A few months ago, I wrote a column asking if the dimensions of data quality, such as accuracy, consistency and timeliness, are real. I pointed out that there are no generally accepted definitions for the dimensions, no generally accepted exhaustive list of them and no generally accepted methodologies for measuring each one.
Since the column was published, I have been "encouraged" to say something a little more positive on this topic – something that will help practitioners deal with the daunting problems of data quality. I agree that being negative is not that helpful, although it is refreshing to have a frank conversation about what really underlies terms that are often thrown about our industry.
The Road to Abstraction
One argument in favor of having dimensions of data quality is that data quality is such an enormous space that we cannot deal with it effectively unless we break it down into subareas. I think it is better to say that data quality represents a large, complex set of issues and that we need to tease out individual types of issues, each with its own specific problems and requiring its own specific methods to deal with it. This is more of a bottom-up approach.
However, it seems to me that the first view prevails. The top-down approach is repeatedly taken, with attempts made to break data quality up into different dimensions. Here I am talking from experience: I have seen this approach first-hand at a number of conferences and industry initiatives.
What this top-down approach focuses on are abstractions, and we need to understand abstractions to appreciate what is going on. There are many different classes of abstraction, but the one involved here is the process of turning a property into an object. This is a source of argument among philosophers, going back to Plato, who believed that such abstractions really exist in some part of the universe, just as much as material objects do.
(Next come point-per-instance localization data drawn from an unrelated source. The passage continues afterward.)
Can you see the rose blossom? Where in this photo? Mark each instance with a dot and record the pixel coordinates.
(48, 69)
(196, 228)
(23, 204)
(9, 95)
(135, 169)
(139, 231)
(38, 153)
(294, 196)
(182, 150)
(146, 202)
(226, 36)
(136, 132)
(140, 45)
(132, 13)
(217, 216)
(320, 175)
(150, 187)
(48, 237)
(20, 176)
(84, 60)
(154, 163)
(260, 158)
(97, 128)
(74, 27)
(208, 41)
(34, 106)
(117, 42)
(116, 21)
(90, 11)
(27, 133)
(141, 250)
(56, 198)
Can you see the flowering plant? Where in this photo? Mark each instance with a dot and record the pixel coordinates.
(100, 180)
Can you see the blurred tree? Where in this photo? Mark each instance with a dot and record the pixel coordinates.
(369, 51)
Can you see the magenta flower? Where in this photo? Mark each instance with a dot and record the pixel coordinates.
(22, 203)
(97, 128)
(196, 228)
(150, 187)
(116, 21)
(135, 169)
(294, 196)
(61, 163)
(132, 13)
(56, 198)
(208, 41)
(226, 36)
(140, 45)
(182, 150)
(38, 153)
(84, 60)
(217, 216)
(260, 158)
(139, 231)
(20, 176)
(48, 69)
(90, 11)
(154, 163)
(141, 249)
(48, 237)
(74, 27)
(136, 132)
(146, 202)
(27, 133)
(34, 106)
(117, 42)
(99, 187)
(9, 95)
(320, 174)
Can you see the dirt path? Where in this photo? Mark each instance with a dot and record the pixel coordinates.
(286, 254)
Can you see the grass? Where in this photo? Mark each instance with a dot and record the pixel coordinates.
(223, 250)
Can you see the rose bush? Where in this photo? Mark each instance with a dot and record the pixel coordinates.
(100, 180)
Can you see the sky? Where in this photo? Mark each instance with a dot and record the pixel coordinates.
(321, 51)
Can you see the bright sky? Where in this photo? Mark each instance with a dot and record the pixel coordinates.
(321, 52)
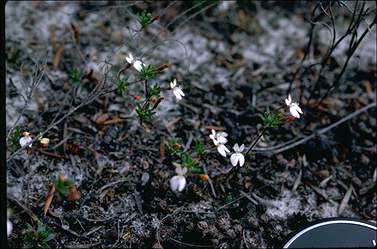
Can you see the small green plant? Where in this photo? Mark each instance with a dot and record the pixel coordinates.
(200, 148)
(14, 139)
(145, 18)
(228, 199)
(147, 72)
(154, 91)
(173, 147)
(144, 112)
(37, 239)
(75, 76)
(272, 119)
(62, 186)
(122, 86)
(188, 161)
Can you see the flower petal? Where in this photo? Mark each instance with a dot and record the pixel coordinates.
(234, 159)
(179, 90)
(177, 183)
(294, 112)
(176, 93)
(241, 159)
(138, 65)
(242, 147)
(9, 227)
(236, 148)
(130, 58)
(222, 150)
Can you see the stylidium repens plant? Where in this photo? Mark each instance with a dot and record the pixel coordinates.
(185, 163)
(270, 119)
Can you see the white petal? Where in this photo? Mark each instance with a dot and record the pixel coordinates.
(242, 147)
(176, 93)
(137, 65)
(25, 140)
(241, 159)
(299, 109)
(234, 159)
(130, 58)
(216, 142)
(222, 140)
(236, 148)
(9, 227)
(177, 183)
(222, 134)
(294, 112)
(222, 149)
(181, 171)
(179, 90)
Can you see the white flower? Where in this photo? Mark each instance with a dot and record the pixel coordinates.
(177, 183)
(222, 149)
(137, 64)
(9, 227)
(218, 138)
(176, 90)
(237, 157)
(180, 171)
(294, 109)
(25, 140)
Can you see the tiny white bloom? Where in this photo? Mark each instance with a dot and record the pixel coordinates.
(294, 109)
(130, 58)
(9, 227)
(219, 137)
(137, 64)
(180, 171)
(176, 90)
(177, 183)
(237, 157)
(25, 140)
(222, 149)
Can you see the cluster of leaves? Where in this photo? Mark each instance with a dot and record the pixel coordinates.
(63, 185)
(191, 164)
(154, 91)
(144, 112)
(14, 139)
(145, 18)
(75, 76)
(147, 72)
(174, 149)
(122, 86)
(272, 119)
(200, 148)
(37, 239)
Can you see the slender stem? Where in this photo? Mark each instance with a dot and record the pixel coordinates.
(256, 140)
(146, 89)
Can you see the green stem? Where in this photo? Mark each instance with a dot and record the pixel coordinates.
(256, 140)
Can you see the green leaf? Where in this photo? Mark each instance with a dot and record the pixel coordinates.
(145, 18)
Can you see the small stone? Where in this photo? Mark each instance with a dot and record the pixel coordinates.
(117, 37)
(364, 159)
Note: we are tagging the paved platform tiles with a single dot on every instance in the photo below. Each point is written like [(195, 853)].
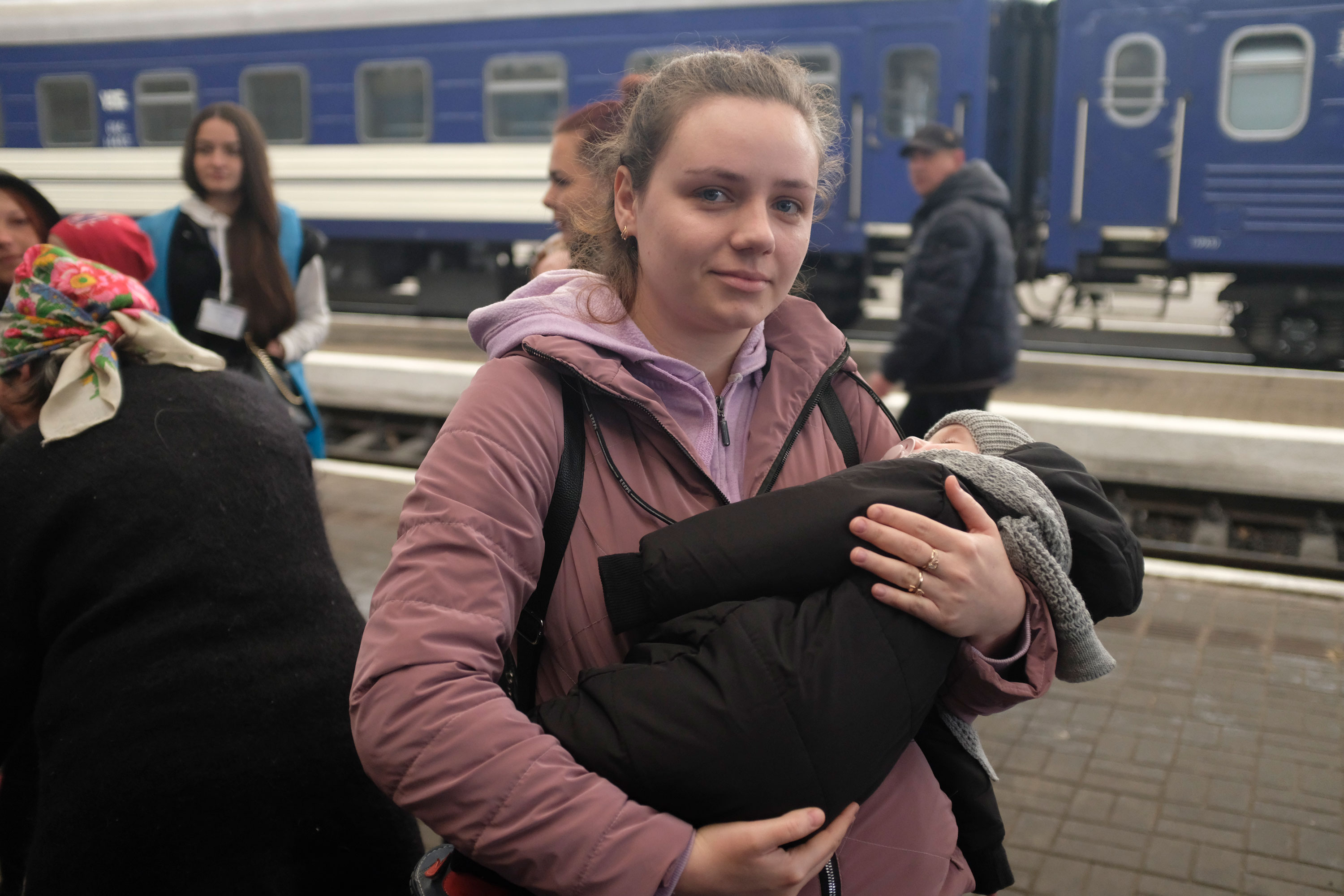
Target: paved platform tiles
[(1210, 762)]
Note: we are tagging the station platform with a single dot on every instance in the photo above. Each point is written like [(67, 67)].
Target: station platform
[(1217, 428), (1211, 762)]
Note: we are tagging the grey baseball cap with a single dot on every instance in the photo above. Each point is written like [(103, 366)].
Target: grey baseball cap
[(932, 138)]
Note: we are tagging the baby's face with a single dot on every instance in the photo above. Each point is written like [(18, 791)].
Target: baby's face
[(955, 437)]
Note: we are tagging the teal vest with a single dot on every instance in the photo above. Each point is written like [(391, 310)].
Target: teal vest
[(159, 229)]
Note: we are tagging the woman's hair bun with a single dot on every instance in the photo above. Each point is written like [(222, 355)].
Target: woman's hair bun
[(632, 85)]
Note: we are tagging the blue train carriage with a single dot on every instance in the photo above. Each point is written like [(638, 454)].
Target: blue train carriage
[(414, 132), (1207, 136)]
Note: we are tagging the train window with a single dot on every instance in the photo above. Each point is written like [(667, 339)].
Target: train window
[(1266, 82), (525, 95), (66, 113), (1135, 81), (393, 101), (820, 60), (650, 58), (909, 90), (279, 97), (166, 103)]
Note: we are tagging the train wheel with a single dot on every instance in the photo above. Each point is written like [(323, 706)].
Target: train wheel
[(1299, 336)]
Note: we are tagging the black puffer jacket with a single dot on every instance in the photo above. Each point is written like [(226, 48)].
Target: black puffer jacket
[(959, 315), (734, 708), (177, 649)]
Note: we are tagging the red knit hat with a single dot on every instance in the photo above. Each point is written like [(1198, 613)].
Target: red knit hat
[(109, 240)]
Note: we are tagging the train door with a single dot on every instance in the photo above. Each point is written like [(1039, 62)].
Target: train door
[(906, 88), (1128, 125)]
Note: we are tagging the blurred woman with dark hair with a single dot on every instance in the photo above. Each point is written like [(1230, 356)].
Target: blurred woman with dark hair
[(26, 218), (240, 273), (572, 171)]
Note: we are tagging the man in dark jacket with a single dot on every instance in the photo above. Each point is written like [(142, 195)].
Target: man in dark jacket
[(959, 332)]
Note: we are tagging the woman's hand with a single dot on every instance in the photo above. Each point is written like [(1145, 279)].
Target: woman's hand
[(748, 857), (972, 593)]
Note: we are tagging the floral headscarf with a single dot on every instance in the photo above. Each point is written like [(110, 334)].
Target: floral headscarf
[(62, 304)]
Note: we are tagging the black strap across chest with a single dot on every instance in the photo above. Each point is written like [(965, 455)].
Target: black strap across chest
[(519, 679)]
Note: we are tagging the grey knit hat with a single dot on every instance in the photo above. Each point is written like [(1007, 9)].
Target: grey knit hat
[(994, 435)]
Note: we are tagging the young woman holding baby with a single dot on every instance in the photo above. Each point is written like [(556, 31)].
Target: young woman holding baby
[(699, 366)]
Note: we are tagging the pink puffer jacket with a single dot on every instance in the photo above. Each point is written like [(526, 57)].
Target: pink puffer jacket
[(436, 731)]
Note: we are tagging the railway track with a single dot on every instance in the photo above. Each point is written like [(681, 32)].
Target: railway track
[(1253, 532)]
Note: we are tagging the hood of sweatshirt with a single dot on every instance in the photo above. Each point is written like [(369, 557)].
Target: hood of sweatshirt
[(574, 304)]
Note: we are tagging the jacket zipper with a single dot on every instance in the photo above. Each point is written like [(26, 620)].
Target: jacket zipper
[(830, 878), (718, 493), (773, 476), (543, 357)]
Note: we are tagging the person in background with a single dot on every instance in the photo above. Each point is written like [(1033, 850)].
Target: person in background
[(109, 240), (177, 644), (682, 340), (959, 332), (572, 171), (238, 273), (26, 218)]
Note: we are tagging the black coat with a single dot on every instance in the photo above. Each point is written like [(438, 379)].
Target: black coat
[(175, 630), (737, 706), (959, 312), (194, 273)]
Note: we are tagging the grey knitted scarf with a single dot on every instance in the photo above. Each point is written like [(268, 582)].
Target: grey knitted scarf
[(1038, 547)]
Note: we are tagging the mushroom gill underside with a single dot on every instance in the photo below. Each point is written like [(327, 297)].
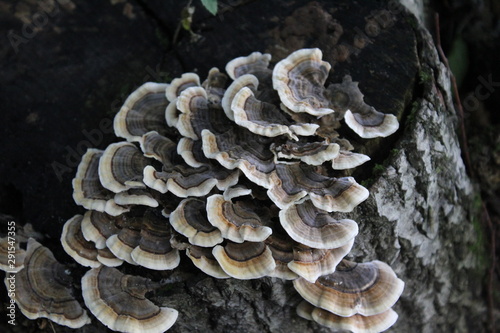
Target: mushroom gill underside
[(225, 172)]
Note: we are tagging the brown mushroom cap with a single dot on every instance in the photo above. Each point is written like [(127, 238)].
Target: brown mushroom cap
[(368, 289), (76, 246), (299, 80), (119, 302), (190, 220), (143, 111), (312, 153), (292, 182), (178, 85), (360, 117), (203, 258), (316, 228), (311, 263), (356, 323), (154, 250), (121, 167), (256, 64), (11, 255), (265, 118), (247, 260), (236, 221), (243, 150), (43, 289), (88, 190)]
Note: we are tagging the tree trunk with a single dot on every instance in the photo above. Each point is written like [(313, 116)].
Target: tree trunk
[(421, 217)]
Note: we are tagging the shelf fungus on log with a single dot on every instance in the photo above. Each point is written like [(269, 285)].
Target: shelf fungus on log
[(299, 80), (316, 228), (356, 323), (76, 246), (366, 289), (143, 111), (43, 289), (247, 260), (188, 144), (236, 221), (190, 220), (119, 302)]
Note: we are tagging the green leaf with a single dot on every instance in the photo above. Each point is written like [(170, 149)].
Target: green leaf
[(210, 5)]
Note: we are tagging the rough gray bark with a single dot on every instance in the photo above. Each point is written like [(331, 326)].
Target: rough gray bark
[(420, 217)]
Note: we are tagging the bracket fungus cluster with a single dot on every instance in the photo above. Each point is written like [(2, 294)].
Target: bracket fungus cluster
[(244, 177)]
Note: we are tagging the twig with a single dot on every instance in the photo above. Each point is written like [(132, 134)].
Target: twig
[(465, 149)]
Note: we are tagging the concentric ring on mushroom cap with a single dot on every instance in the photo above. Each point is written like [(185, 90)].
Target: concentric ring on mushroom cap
[(311, 263), (43, 289), (190, 220), (356, 323), (88, 190), (247, 260), (264, 118), (203, 258), (121, 167), (143, 111), (76, 246), (236, 221), (154, 250), (368, 289), (119, 302), (246, 80), (299, 80), (315, 228)]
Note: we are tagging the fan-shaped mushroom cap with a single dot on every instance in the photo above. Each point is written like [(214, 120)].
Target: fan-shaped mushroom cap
[(43, 289), (236, 221), (360, 117), (121, 167), (154, 250), (11, 255), (178, 85), (88, 190), (264, 118), (243, 150), (97, 227), (368, 289), (143, 111), (190, 220), (348, 160), (299, 80), (75, 245), (315, 228), (311, 263), (312, 153), (136, 196), (246, 80), (119, 302), (203, 258), (247, 260), (123, 243), (215, 87), (356, 323), (282, 249), (255, 63), (292, 182)]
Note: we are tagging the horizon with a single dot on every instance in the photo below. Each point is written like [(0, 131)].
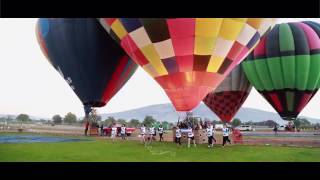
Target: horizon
[(32, 86)]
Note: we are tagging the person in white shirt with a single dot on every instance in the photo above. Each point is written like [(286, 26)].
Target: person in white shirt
[(113, 132), (209, 132), (151, 134), (143, 133), (225, 133), (123, 131), (178, 136), (160, 129), (191, 137), (213, 131)]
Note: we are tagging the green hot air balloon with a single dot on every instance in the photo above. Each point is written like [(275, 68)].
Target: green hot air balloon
[(285, 67)]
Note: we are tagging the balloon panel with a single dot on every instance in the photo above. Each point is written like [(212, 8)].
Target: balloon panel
[(285, 66), (229, 96), (188, 57)]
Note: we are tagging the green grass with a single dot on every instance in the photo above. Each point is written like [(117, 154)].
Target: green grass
[(133, 151)]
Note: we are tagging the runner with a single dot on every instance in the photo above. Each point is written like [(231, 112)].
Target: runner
[(225, 133), (191, 137), (143, 133), (209, 131), (123, 132), (178, 136), (151, 134), (113, 132), (160, 129)]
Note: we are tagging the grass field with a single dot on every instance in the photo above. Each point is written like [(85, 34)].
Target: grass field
[(133, 151)]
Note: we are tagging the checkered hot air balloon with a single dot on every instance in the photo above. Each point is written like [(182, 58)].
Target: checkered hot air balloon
[(188, 57), (91, 62), (228, 97), (285, 67)]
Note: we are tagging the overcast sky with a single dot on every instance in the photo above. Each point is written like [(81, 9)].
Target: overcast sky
[(29, 84)]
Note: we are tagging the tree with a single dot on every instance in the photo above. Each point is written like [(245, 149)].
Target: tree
[(23, 118), (57, 119), (236, 122), (134, 122), (70, 118), (149, 120)]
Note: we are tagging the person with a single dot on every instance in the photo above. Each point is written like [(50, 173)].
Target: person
[(101, 129), (209, 131), (213, 132), (143, 133), (151, 134), (191, 137), (123, 131), (160, 129), (275, 129), (225, 133), (113, 132), (86, 128), (178, 136)]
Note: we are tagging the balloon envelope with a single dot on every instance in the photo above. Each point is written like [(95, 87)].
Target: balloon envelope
[(285, 67), (229, 96), (92, 63), (188, 57)]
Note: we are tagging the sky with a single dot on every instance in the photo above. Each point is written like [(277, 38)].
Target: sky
[(29, 84)]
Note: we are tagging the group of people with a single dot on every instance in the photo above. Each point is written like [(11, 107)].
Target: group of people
[(210, 135), (151, 134)]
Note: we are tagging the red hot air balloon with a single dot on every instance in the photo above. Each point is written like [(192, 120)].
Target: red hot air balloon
[(188, 57), (229, 96)]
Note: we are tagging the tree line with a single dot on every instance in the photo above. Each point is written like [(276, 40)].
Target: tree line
[(71, 118)]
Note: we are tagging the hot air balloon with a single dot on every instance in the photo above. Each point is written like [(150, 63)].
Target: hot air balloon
[(285, 67), (188, 57), (91, 62), (229, 96)]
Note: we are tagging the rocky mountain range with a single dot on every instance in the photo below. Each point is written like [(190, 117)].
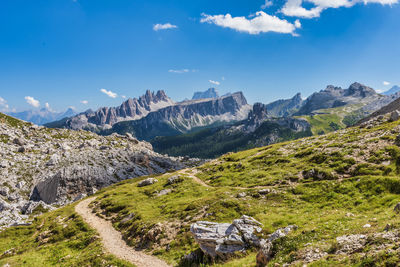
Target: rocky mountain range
[(258, 129), (186, 116), (42, 116), (210, 93), (42, 166), (333, 97), (106, 117), (285, 107), (395, 89)]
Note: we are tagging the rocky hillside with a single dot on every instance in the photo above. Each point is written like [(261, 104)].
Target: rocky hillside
[(59, 166), (329, 200), (42, 116), (106, 117), (210, 93), (259, 129), (285, 107), (185, 117), (391, 107)]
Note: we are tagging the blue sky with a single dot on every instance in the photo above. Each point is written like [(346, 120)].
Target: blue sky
[(64, 52)]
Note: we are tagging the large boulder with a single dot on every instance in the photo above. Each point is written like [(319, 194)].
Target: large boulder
[(394, 116), (265, 252), (148, 181), (224, 239)]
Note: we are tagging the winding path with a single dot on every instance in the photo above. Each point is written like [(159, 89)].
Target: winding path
[(112, 239)]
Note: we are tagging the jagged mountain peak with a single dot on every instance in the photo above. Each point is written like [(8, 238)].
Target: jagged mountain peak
[(105, 117), (358, 89), (210, 93)]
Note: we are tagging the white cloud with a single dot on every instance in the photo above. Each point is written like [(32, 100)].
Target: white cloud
[(32, 101), (267, 3), (165, 26), (47, 105), (294, 8), (3, 104), (382, 2), (109, 93), (179, 71), (261, 22), (214, 82)]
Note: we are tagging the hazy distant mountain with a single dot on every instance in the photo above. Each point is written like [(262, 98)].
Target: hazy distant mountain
[(259, 129), (42, 116), (210, 93), (333, 97), (186, 116), (106, 117), (285, 107), (393, 90)]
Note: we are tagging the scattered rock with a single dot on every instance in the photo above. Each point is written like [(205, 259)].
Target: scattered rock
[(79, 197), (265, 252), (20, 185), (4, 191), (222, 240), (397, 208), (19, 141), (264, 191), (164, 192), (282, 232), (53, 160), (241, 195), (349, 244), (394, 116), (174, 179), (264, 255), (148, 181)]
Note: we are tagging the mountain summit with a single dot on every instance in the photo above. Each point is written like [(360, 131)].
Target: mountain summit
[(210, 93), (106, 117)]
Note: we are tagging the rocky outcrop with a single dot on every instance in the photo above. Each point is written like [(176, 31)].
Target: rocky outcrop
[(389, 108), (57, 166), (210, 93), (257, 115), (394, 90), (105, 117), (222, 240), (285, 107), (42, 116), (185, 116), (333, 97)]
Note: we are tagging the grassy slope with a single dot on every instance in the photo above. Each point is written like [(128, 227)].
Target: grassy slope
[(333, 119), (355, 172), (214, 142), (58, 238)]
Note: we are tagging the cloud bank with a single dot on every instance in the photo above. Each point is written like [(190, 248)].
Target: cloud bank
[(108, 93), (166, 26), (32, 101), (260, 22)]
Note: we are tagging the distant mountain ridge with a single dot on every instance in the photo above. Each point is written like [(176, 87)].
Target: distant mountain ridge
[(42, 116), (333, 97), (285, 107), (106, 117), (395, 89), (186, 116), (210, 93)]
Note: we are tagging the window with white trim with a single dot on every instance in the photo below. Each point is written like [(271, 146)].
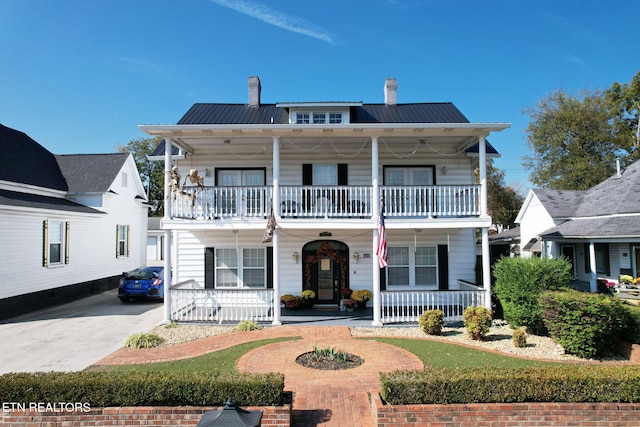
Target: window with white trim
[(409, 266), (56, 243), (250, 271), (122, 241)]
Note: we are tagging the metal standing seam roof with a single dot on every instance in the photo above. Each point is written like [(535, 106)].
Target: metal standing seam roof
[(213, 114)]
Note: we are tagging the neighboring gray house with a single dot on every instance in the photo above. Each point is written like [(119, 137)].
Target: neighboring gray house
[(597, 230), (70, 224), (324, 168)]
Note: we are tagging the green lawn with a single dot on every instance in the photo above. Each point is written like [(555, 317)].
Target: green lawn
[(433, 353)]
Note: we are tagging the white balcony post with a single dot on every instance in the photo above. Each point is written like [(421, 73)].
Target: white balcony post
[(593, 280), (375, 212), (168, 277), (486, 259), (276, 177), (276, 234)]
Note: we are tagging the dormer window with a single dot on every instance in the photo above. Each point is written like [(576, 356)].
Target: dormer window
[(333, 113)]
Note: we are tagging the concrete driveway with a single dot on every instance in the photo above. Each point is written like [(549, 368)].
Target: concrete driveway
[(73, 336)]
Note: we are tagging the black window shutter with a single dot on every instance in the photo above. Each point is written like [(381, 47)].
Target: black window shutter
[(342, 174), (209, 268), (307, 174), (443, 267), (269, 267)]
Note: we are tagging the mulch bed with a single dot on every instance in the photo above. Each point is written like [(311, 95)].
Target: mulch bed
[(312, 360)]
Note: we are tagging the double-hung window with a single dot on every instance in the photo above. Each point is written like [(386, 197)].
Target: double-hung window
[(122, 241), (409, 266), (249, 271), (56, 243)]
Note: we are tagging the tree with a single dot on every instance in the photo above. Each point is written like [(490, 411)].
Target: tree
[(151, 173), (574, 140), (503, 201)]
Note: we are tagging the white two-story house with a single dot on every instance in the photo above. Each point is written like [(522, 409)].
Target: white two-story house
[(328, 170)]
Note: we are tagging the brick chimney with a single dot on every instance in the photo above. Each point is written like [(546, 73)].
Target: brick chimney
[(254, 91), (390, 91)]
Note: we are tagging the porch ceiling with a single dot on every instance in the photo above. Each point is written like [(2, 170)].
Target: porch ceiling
[(203, 139)]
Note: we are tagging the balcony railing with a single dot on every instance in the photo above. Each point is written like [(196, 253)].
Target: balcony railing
[(333, 201)]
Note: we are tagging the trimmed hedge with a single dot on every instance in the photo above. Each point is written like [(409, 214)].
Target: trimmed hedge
[(584, 324), (579, 383), (103, 389), (519, 282)]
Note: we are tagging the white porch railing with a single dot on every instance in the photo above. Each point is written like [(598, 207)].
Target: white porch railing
[(407, 306), (190, 302), (333, 201), (431, 200)]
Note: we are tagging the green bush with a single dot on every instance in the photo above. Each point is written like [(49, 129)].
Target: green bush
[(143, 341), (519, 337), (519, 282), (584, 324), (431, 322), (632, 332), (477, 320), (570, 383), (102, 389), (248, 325)]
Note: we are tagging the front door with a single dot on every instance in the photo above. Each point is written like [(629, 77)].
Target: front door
[(325, 269)]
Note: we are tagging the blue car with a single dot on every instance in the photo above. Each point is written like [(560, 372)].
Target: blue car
[(143, 282)]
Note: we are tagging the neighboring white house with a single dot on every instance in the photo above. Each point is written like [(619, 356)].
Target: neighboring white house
[(597, 230), (324, 167), (70, 224)]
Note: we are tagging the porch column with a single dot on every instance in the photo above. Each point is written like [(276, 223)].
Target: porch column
[(593, 280), (486, 261), (276, 234), (168, 279), (375, 212)]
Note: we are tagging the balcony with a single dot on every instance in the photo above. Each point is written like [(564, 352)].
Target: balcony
[(334, 201)]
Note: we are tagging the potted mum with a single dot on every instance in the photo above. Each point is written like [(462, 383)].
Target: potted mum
[(349, 304), (361, 296), (308, 298)]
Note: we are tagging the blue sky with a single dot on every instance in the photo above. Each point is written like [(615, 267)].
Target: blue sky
[(79, 76)]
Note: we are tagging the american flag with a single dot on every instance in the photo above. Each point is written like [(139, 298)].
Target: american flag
[(381, 250)]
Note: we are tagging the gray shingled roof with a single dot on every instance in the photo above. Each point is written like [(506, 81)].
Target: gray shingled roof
[(34, 201), (25, 161), (605, 227), (560, 203), (91, 173)]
This form of abstraction is illustrated in the following example. Imagine I am represented by a customer record in a database of Enterprise X. This record holds my date of birth. If the value is my actual date of birth, we can agree it is completely accurate. If the month and year of this value are correct, but not the day, then we can say it is reasonably accurate. If the year is correct, but not the month and day, we can say it is moderately accurate. If day, month and year are incorrect, we can say it is not accurate at all. We are using the term "accurate" to describe the quality of the relationship between the data value and the reality it is trying to represent.
Human beings then make the leap from using "accurate" as an adjective to using "accuracy" as a noun. Our language allows us to do that, but that does not mean reality has to go along with us. We have created a type of abstraction and this type of abstraction (a) is not instantiated, (b) does not bear properties and (c) cannot enter into causal relationships. The concept "dog" is instantiated in my pet Leo, who weighs about eight pounds and knows perfectly well how to manipulate me into feeding him. The concept "accuracy" is not instantiated anywhere. We do not see "accuracies" lying around in the universe, or having attributes like color or weight, and “accuracy” does not enter into causal relationships. We can say that the birth date example above "represents an instance of accuracy," but this is a bewitchment of our language. Just because we can say it does not make it so. It’s better to say the example "has the property of being accurate."
But We Need the Dimensions of Data Quality
So far, this is still of little help to the practitioner. We know that data quality is large and complex, and it is our duty to improve it as much as we can for the enterprises we work for.
Here, I think the bottom-up approach is better. This does not view a dimension like "accuracy" as an abstracted object with a single definition. Rather, each dimension is a complex area that has its own structure, problems and methods.
If I think about accuracy, I can ask a series of questions, such as:
- Is the thing being represented covered by the definition used for the entity/table in the database?
- Is the attribute of the thing being represented covered by the definition used for the attribute/column in the database?
- Does the thing represented by a record in the table in the database actually exist?
- Does the value held in the column of the record in the table in the database objectively represent the expression of the attribute of the thing?
- Does the value held in the column of the record in the table in the database subjectively represent the expression of the attribute of the thing to the extent needed to meet business requirements?
There are very likely even more questions pertaining to accuracy that can be asked. This shows that accuracy is a complex of many concepts, not a single concept. If you object that each question needs to be broken out as a different dimension, then you are going to end up with an awful lot of dimensions, as I have many such questions for each of the traditional dimensions. The traditional dimensions give the illusion that each is only answering one question, because somehow each has a single definition.
The questions cover the structure and problems of accuracy. Methods are another facet that needs to be addressed. Some methods include:
- Testing the entity/table definitions with data producers to see if they correctly classify instances to the entity/table.
- Checking that the attribute/column has not been deliberately repurposed by operational staff to hold something other than what the official definition describes.
- Sampling records and auditing that these represent real-world instances.
- Sampling data values and independently measuring the attributes of the things they represent.
- Sampling data values, independently measuring the attributes of the things they represent and comparing these to the tolerances allowed in each business use case.
The first sample data set is always the hardest, but it can roughly tell you how good the data capture process is.